America’s ‘safest state’ facing soaring homicide rate, fentanyl overdoses

Often considered one of America’s safest states, Vermont is fighting a soaring number of fentanyl overdoses and homicide rates that haven’t been seen in nearly three decades.

Vermont State Police (VSP) revealed homicide numbers topped 20 for the second straight year, according to WCAX.

“We’re prone to have some violence like all states do, but in a small state with a low population, it certainly has a greater effect on people when they hear about it,” VSP Maj. Dan Trudeau told the outlet.

(Video: YouTube)

Last year, Vermont “saw 24 homicide investigations involving a total of 27 deaths,” WCAX reports. “The violence took place across across the state, from Brattleboro to the Northeast Kingdom. Over the last seven years, the state’s homicide numbers ranged from 17 in 2017 to as low as 11 the following year. Since then, they have been on the rise.”

“We’ve typically been in the low teens to mid-teens, maybe for an annual sometimes lower than that,” Trudeau said. “It’s certainly concerning.”

More than half of the state’s 27 homicides involved a gun.

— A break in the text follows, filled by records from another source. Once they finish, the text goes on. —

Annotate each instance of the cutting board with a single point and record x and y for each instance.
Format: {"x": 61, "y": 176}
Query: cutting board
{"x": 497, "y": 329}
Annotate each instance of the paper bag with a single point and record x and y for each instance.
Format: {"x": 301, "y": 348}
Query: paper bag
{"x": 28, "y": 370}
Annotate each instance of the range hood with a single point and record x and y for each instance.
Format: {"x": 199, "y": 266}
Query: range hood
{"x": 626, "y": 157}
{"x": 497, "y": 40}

Of the cases that state police are investigating, seven are drug-related and involve both suspects and victims from out of Vermont.

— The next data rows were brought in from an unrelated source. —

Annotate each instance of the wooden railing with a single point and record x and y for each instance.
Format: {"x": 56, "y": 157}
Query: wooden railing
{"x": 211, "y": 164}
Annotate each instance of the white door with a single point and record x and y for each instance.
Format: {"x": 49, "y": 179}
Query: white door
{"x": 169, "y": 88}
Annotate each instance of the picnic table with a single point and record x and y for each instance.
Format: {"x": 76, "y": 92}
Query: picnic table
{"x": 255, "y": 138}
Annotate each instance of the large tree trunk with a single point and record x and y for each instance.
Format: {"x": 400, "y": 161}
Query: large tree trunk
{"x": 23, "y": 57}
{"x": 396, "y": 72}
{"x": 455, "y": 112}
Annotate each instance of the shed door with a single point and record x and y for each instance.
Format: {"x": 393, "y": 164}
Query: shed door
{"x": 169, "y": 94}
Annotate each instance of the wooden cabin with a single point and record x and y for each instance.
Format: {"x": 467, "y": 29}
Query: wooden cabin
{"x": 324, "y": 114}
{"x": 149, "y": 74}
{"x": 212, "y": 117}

“It’s turned to the source and supply is now coming to Vermont,” Trudeau explained. “There are certainly Vermonters that sometimes attempt to steal or rip off the drug dealer themselves, and there can be some degree of turf war between drug dealers.”

Fentanyl is killing a lot of Vermont’s residents, according to the Daily Mail, “with 243 opioid deaths in 2022, up by a staggering 386 percent compared to a decade ago and a 50 percent increase on 2020.”

“Worsening matters,” the outlet reports, “VSP – responsible for about 200 towns, 90 percent of the state’s land mass, and 50 percent of its 650,000-strong population – is in the midst of an unprecedented staffing crisis.”

According to statistics from the Vermont Department of Health, the number of fatal overdoses has more than quadrupled from 63 a decade ago to 243 in 2022. The 2023 numbers, still being tabulated, are expected to be similar to 2022’s. As of the end of October, 201 of the state’s residents suffered “opioid-related accidental and undetermined deaths.”

“The number is higher than the three-year average through October,” according to the Daily Mail.

“We’re doing more work – our calls for service go up every year – with less people,” Trudeau said last month, according to the outlet.

Penny Shtull, a criminology professor at Norwich University, is concerned that the increasing homicides could pose an economic threat to the Green Mountain State.

“It can increase people’s perception of fear or safety,” she told WCAX. “It can impact tourism or impact people’s willingness to go to areas that have seen an increase in homicide.”

Two years of data do not make a trend, Shtull said, but analyzing the data is important if solutions are to be found.

“Nationwide,” the professor said, “we’re looking at what type of programs or practices — whether that’s law enforcement or on a governmental level in terms of policies and practices — may have reduced the overall, nationwide crime rate and whether those can be applied to places like Vermont.”